Wednesday, May 9, 2012

Light Sour Cream Chicken Enchiladas

I'm always excited to try a new recipe.  So these weren't too bad.  Our company thought they were yummy.  It just wasn't what I was comparing them to I guess.

I used this recipe for white chicken enchiladas on Sunday because it looked so yummy!  And I've had white enchiladas before and they were yummy.

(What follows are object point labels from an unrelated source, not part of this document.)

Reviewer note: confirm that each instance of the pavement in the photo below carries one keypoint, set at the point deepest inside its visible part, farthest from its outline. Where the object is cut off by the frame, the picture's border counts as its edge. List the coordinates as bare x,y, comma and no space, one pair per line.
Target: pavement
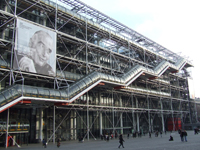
138,143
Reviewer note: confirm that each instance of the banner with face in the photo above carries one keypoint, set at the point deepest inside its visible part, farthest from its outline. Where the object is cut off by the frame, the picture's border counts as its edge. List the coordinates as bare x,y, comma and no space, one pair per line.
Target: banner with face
35,49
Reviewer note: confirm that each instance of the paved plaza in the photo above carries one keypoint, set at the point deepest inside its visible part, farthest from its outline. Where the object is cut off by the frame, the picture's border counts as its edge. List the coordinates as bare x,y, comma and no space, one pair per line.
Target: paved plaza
143,143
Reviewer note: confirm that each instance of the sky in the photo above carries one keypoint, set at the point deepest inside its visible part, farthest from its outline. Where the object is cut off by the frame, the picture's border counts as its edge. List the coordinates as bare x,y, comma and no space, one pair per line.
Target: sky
174,24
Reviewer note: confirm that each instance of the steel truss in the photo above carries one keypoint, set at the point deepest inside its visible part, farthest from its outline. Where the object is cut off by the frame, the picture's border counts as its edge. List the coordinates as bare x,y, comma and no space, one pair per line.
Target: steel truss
87,41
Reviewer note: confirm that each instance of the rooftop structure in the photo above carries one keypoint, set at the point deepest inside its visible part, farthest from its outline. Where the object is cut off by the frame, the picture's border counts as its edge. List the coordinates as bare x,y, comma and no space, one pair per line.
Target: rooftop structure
71,71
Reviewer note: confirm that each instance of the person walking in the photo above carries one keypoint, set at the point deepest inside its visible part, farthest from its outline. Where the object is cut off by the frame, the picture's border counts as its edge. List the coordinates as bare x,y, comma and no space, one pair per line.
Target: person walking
44,143
121,140
185,136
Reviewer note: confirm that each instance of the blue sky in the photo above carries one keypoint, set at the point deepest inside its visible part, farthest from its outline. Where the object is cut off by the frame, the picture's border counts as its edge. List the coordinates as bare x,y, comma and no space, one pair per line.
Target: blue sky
174,24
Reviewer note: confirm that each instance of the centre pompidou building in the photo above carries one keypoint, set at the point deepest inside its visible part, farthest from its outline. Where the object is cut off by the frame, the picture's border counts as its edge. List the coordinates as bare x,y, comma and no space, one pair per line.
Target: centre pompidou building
69,71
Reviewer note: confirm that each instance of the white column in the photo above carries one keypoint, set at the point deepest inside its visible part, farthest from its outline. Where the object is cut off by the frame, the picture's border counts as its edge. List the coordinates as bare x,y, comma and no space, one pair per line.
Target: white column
137,115
40,124
100,122
121,115
54,118
75,125
162,116
133,114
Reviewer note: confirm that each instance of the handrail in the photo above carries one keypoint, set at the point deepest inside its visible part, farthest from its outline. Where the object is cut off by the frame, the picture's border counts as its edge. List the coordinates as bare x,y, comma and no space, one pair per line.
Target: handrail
81,86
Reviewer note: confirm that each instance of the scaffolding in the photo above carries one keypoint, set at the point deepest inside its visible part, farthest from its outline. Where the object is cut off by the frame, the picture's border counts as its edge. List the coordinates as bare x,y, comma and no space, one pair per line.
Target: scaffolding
109,79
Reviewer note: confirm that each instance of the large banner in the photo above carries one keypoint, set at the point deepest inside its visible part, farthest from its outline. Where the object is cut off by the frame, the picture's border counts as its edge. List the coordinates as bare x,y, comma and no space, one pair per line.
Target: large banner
35,49
191,88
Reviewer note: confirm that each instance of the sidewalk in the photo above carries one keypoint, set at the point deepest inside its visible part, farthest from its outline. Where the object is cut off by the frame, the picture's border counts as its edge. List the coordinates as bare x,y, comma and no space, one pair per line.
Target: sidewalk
143,143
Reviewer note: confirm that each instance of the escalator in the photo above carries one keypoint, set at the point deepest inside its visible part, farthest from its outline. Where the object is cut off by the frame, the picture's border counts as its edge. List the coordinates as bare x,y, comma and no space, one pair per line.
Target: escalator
17,93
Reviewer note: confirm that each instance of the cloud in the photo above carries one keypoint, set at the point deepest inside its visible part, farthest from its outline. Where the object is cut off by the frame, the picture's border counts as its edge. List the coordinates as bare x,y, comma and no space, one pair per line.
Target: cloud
173,24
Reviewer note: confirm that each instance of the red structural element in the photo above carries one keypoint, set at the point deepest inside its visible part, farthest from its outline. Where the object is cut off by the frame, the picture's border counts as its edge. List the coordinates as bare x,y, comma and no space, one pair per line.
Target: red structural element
152,78
175,71
25,102
101,83
174,124
61,104
9,141
119,87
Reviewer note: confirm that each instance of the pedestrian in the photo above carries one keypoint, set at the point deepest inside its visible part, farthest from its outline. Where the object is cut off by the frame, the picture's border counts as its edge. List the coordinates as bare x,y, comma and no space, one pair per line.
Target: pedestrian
160,133
149,134
44,143
185,136
181,135
171,138
121,140
58,142
128,136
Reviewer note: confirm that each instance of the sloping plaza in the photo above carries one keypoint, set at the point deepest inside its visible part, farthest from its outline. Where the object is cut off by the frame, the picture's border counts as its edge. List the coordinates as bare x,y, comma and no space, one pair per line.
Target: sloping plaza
143,143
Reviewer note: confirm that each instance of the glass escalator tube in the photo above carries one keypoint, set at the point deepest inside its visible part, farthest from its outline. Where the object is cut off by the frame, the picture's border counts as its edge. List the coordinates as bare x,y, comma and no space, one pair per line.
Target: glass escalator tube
57,94
2,99
94,76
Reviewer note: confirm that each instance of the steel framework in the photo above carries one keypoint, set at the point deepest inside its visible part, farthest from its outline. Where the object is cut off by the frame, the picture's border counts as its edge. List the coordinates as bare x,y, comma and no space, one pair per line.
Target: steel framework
109,78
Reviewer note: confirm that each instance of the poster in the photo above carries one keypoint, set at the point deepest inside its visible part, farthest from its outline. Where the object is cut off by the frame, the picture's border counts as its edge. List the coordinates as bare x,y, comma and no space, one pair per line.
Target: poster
35,49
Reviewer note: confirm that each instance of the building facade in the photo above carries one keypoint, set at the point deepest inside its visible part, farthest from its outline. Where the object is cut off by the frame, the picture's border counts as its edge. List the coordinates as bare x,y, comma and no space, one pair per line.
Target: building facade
69,71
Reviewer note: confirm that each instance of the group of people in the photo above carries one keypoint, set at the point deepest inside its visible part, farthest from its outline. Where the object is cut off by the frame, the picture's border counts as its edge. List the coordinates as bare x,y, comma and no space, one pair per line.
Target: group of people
183,135
44,143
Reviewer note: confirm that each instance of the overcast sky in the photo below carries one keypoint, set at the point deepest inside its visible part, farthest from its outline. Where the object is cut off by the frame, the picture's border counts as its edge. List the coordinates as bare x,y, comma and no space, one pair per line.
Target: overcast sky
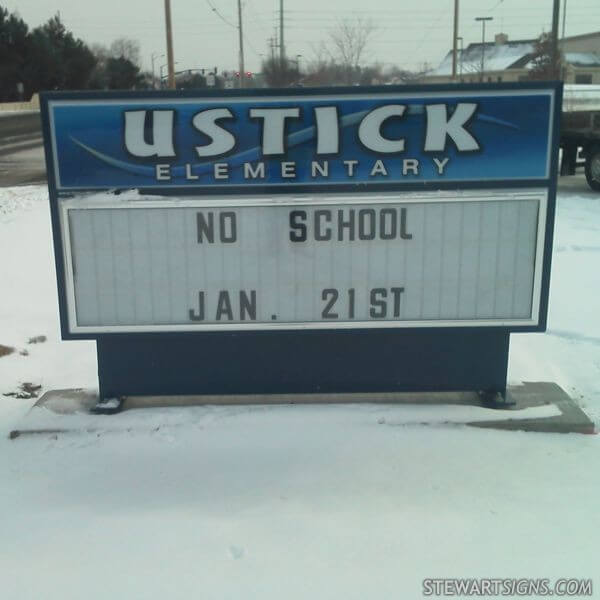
407,33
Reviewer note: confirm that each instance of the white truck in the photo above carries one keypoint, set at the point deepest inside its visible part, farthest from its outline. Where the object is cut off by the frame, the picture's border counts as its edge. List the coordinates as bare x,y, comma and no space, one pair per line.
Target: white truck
580,132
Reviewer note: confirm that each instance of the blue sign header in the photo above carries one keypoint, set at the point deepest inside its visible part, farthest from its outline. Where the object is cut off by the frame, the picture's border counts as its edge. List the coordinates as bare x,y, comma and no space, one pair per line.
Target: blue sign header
312,139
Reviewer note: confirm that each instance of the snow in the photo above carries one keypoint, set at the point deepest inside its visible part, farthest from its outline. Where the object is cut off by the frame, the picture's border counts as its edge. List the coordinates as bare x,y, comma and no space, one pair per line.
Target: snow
583,58
289,502
578,97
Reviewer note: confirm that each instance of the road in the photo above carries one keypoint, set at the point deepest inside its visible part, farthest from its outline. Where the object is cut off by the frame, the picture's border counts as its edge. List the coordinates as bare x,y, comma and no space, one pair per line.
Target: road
21,152
22,156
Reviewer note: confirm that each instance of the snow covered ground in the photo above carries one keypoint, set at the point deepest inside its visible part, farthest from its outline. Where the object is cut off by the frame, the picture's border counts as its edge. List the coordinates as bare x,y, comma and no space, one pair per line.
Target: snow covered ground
290,502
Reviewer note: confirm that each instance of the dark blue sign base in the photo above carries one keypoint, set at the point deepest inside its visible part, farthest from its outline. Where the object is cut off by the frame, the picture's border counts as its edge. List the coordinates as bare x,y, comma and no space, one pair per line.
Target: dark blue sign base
297,362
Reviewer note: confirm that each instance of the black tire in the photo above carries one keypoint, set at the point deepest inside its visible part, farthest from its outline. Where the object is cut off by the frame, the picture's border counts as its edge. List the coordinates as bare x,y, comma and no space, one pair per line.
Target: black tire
592,168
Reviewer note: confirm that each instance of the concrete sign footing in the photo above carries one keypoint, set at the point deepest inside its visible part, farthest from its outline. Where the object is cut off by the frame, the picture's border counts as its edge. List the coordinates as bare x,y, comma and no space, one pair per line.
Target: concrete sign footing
533,406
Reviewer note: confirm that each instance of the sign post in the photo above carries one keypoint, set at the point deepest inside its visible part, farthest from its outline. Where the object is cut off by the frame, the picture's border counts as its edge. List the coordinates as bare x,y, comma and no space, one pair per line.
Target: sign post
297,241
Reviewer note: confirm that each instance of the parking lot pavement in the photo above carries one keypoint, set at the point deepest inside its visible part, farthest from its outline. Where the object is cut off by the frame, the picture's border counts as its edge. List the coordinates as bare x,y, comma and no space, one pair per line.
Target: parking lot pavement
23,167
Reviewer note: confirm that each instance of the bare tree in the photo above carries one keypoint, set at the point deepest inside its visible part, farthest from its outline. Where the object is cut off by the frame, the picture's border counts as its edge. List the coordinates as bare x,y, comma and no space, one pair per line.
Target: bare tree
350,40
126,48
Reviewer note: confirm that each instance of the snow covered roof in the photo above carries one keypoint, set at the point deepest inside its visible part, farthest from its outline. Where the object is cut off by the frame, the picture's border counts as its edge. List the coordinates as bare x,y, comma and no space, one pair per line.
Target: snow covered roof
581,97
587,59
497,57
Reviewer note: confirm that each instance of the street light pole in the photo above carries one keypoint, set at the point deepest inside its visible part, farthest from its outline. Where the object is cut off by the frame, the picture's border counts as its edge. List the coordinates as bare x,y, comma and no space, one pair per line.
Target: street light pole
241,32
483,20
455,39
153,58
170,59
555,50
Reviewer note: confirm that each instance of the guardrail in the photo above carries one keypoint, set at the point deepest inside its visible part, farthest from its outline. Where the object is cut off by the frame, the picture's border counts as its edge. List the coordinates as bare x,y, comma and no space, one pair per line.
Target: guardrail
33,104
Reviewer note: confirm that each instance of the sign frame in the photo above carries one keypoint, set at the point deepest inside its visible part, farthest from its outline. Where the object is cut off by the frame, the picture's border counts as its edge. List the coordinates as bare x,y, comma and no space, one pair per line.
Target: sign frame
115,349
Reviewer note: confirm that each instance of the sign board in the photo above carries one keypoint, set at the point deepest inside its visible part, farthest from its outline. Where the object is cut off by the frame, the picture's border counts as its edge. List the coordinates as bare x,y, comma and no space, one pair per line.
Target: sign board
405,209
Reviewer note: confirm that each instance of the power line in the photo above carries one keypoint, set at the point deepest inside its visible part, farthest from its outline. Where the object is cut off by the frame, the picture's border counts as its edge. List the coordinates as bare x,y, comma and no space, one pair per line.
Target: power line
220,15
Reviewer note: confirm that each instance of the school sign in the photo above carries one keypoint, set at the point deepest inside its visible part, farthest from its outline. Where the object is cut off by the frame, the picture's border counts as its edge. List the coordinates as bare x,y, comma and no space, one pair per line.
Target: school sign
348,239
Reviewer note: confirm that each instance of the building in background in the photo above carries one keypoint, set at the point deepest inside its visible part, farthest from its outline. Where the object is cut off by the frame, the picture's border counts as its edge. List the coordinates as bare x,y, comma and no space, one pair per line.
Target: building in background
506,60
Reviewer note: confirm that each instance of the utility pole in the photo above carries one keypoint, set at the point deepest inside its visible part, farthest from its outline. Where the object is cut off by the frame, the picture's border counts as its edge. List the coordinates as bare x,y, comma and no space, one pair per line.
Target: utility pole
170,59
153,58
281,46
555,50
483,20
241,32
272,45
455,39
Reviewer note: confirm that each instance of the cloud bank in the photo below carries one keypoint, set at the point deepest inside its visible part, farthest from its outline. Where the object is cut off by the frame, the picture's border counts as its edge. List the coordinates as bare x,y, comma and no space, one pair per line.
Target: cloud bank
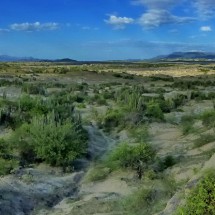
160,12
37,26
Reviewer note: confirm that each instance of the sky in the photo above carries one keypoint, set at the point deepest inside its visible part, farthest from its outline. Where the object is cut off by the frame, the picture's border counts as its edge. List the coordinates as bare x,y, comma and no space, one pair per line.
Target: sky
105,29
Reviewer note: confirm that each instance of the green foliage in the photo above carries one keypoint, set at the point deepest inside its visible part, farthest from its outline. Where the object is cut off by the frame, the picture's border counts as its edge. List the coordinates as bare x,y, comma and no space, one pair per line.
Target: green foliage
201,200
187,122
6,165
204,139
131,98
166,162
140,133
208,119
131,156
7,161
112,118
57,143
153,110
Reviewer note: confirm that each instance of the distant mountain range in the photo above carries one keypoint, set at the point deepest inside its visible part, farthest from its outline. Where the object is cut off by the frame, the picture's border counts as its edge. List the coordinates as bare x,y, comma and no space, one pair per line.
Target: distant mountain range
194,55
175,56
7,58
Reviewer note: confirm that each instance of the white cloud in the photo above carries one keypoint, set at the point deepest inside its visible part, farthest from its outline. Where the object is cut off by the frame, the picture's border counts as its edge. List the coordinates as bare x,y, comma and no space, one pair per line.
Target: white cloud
155,18
119,22
156,4
206,28
37,26
2,30
205,8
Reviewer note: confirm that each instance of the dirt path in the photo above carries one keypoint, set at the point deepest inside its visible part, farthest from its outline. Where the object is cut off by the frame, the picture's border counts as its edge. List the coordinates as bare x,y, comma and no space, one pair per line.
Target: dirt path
32,188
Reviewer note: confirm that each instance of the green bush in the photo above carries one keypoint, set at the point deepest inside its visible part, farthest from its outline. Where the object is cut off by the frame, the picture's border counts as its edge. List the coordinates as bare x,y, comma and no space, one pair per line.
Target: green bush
204,139
208,119
201,200
187,122
131,156
112,118
6,165
153,110
56,143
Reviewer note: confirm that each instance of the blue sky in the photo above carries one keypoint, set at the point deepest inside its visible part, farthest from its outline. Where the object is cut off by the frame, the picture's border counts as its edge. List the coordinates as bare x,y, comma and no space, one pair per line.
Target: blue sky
105,29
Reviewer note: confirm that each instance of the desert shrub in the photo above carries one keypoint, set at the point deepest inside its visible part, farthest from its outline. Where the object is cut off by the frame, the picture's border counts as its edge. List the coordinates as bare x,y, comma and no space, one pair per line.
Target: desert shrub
34,89
56,143
187,124
7,161
112,118
97,173
201,199
165,163
131,156
204,139
131,98
153,110
140,133
208,118
139,201
198,95
179,100
6,165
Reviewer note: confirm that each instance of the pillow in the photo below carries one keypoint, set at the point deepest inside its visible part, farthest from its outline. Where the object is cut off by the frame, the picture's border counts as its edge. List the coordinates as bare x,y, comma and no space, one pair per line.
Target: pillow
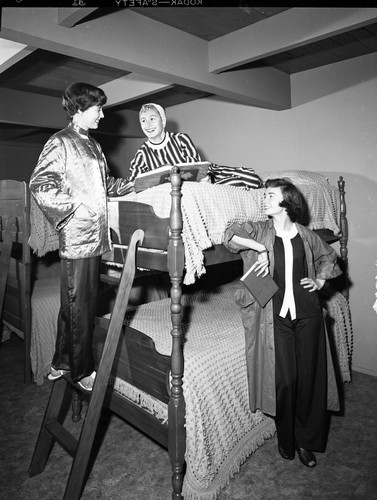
235,176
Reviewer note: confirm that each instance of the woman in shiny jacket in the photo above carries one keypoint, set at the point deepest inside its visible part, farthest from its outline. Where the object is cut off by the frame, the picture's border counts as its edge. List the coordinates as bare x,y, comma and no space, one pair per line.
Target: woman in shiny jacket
71,183
288,366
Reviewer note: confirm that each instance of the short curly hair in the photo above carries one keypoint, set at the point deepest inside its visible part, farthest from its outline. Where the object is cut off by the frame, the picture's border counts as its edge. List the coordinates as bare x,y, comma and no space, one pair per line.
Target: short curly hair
81,96
293,200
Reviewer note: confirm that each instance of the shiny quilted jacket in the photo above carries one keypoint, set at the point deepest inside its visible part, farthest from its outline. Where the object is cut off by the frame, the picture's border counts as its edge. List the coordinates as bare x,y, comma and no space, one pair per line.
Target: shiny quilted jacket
72,170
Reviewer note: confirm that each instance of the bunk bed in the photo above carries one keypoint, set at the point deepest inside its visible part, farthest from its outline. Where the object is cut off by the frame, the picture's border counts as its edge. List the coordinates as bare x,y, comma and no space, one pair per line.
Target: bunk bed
188,390
32,297
179,373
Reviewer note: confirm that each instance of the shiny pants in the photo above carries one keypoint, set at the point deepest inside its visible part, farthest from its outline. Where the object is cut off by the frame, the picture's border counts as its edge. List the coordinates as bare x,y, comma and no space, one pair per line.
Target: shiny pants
301,383
78,301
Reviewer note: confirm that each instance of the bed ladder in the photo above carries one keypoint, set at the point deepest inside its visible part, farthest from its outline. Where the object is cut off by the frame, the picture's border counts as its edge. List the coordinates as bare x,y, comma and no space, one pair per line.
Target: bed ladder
52,429
5,255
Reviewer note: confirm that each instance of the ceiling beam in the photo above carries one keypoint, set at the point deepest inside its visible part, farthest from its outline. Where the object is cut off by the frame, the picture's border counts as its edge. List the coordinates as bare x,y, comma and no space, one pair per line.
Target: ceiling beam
285,31
130,87
135,43
68,17
11,53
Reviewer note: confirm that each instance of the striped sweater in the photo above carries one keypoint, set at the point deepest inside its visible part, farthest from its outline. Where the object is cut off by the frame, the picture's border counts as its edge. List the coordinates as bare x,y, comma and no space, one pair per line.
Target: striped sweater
175,148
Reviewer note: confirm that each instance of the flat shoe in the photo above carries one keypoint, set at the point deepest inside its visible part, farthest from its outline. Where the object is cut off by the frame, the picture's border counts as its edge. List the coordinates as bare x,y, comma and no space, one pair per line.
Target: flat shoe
284,454
307,457
56,374
90,388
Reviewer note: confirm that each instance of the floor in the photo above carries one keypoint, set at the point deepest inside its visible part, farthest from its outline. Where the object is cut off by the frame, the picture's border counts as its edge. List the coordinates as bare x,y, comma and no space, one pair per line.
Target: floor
129,466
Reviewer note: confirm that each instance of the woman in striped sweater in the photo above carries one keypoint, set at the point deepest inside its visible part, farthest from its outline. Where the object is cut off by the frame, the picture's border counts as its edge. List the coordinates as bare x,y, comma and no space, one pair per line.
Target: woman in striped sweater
162,147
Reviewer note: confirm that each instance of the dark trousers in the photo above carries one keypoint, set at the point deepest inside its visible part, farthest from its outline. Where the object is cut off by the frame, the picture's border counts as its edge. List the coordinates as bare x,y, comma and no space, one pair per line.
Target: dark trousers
78,295
301,383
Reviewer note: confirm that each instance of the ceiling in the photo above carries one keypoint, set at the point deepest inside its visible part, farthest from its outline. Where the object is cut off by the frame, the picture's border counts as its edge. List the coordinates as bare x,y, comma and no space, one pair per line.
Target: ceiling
176,55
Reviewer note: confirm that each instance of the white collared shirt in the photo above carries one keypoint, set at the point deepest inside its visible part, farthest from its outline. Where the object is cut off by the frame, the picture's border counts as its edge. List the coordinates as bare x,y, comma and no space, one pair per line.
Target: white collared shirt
289,304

So here's what you''ll need:

1 8oz container sour cream
1 8oz container plain yogurt
1 can cream of chicken soup
1 4oz can diced chiles
12 four or corn tortillas
1 cup shredded cheese
1 1/2 cups cooked chicken
1/4 cup green onions

heat oven to 350*.  Spray 13x9 baking dish with non-stick cooking spray.
In medium bowl, mix sour cream, yogurt, soup, and green chiles.
Spoon about 3 tbsp of mixture down center of each tortilla.
Using 3/4 cup of the cheese, sprinkle each tortilla with cheese, chicken, and green onions.
Roll up, place in baking dish, and spoon remaining mixture over tortillas.
Cover with foil.  Bake 25 - 30 minutes.
Remove foil.  Sprinkle with remaining cheese.
Bake uncovered about 5 minutes.

I thought the enchiladas could have used more flavor.  They tasted kindda bland.  But not bad for someone with a more sensitive palate.  I might use this recipe again and just add more seasoning.